The head of the U.N. atomic agency on Tuesday emphasized to Japan’s government the importance of transparency in its ongoing discharges of treated radioactive wastewater at the ruined Fukushima Daiichi nuclear power plant.

International Atomic Energy Agency Director-General Rafael Grossi also expressed support for increasing Japan’s nuclear capacity as the country looks to it as a stable, clean source of power.

Grossi is in Japan for the first time since releases of the treated water began in August. His visit comes one day after Japan marked 13 years since the March 11 earthquake and tsunami triggered the Fukushima disaster.

The 2011 disaster damaged the Fukushima plant’s power supply and reactor cooling functions, triggering triple meltdowns and causing large amounts of radioactive wastewater to accumulate. After more than a decade of cleanup work, the plant began discharging the water after treating it and diluting it with large amounts of seawater on Aug. 24, starting a process that’s expected to take decades.

The discharges have been opposed by fishing groups and neighboring countries including China, which banned all imports of Japanese seafood immediately after the release began.

Japan has sought the IAEA’s help with safety monitoring and evaluation to allay concerns.

Grossi will examine the discharge and sampling facility Wednesday after meeting with local residents. He last visited the plant in July after issuing an IAEA review predicting only negligible impact from the discharges.
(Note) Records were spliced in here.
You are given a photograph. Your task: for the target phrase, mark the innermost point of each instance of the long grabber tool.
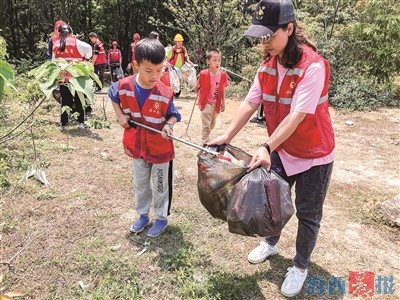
(190, 119)
(133, 123)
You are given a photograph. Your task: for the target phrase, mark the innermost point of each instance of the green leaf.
(82, 69)
(94, 76)
(6, 70)
(83, 85)
(52, 78)
(6, 78)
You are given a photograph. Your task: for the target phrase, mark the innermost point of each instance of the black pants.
(311, 187)
(260, 111)
(99, 70)
(73, 102)
(113, 72)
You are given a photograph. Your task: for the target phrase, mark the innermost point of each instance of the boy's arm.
(114, 96)
(122, 118)
(223, 101)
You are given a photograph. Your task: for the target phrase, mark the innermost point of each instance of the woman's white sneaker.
(261, 252)
(294, 281)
The IAEA comprehensive report later concluded that the discharges have satisfied international safety standards.

It is “very important to show the transparency of this process,” Grossi told Economy and Industry Minister Ken Saito.

Grossi also offered Japan technical assistance to improve the idled Kashiwazaki-Kariwa nuclear power plant in Japan’s northcentral region of Niigata, run by the Fukushima Daiichi operator. It and the government are keen to restart it soon.
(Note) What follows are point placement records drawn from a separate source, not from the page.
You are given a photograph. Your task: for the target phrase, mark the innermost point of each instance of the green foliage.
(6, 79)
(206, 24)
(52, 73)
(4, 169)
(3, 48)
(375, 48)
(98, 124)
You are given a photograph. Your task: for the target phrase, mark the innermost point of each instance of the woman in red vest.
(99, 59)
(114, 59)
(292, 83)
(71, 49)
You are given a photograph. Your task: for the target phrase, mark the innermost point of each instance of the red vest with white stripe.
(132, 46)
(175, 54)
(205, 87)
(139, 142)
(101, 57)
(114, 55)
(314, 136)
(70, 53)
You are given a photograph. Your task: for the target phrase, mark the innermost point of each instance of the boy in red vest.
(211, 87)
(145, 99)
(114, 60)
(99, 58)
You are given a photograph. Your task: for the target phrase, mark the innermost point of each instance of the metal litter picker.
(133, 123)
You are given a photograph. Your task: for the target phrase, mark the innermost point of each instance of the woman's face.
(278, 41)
The Kashiwazaki-Kariwa plant’s No. 6 and No. 7 reactors had passed regulators’ safety tests for a restart, but they were suspended from making further preparations after safeguarding problems surfaced in 2021. Those lasted until December, when the regulators acknowledged improvement.

IAEA is sending a team of experts to the plant later this month to assist Tokyo Electric Power Company Holdings’ effort to gain public trust.

“We want to be of assistance in helping Japan’s nuclear capacity to be up and running as soon as possible,” Grossi told Saito.

The restart remains uncertain because it is subject to host community’s consent. The Jan. 1 earthquake in the nearby Noto region rekindled safety concerns and prompted nuclear regulators to order a review of evacuation plans around nuclear facilities nationwide.

Prime Minister Fumio Kishida’s government has reversed earlier plans for a nuclear phaseout and is accelerating the use of nuclear power in response to rising fuel costs related to Russia’s full-scale invasion of Ukraine and pressure to meet decarbonization goals.

Grossi will meet with Foreign Minister Yoko Kamikawa on Thursday and is expected to discuss cooperation in nuclear disarmament, non-proliferation, North Korea and Iran as well as peaceful use of atomic energy.

Japan also wants to provide financial support for the IAEA’s effort to protect Ukrainian nuclear plants from Russia’s war, officials said.

Earlier Tuesday, Grossi in his meeting with Environment Minister Shintaro Ito pledged the IAEA’s cooperation in the disposal of radioactive soil that came out of decontamination across Fukushima.

The soil has been in an interim storage facility in Fukushima. A government plan to recycle it for road construction and other public works after safety tests has met fierce protests. The government has promised a final disposal plan outside of the prefecture by 2045.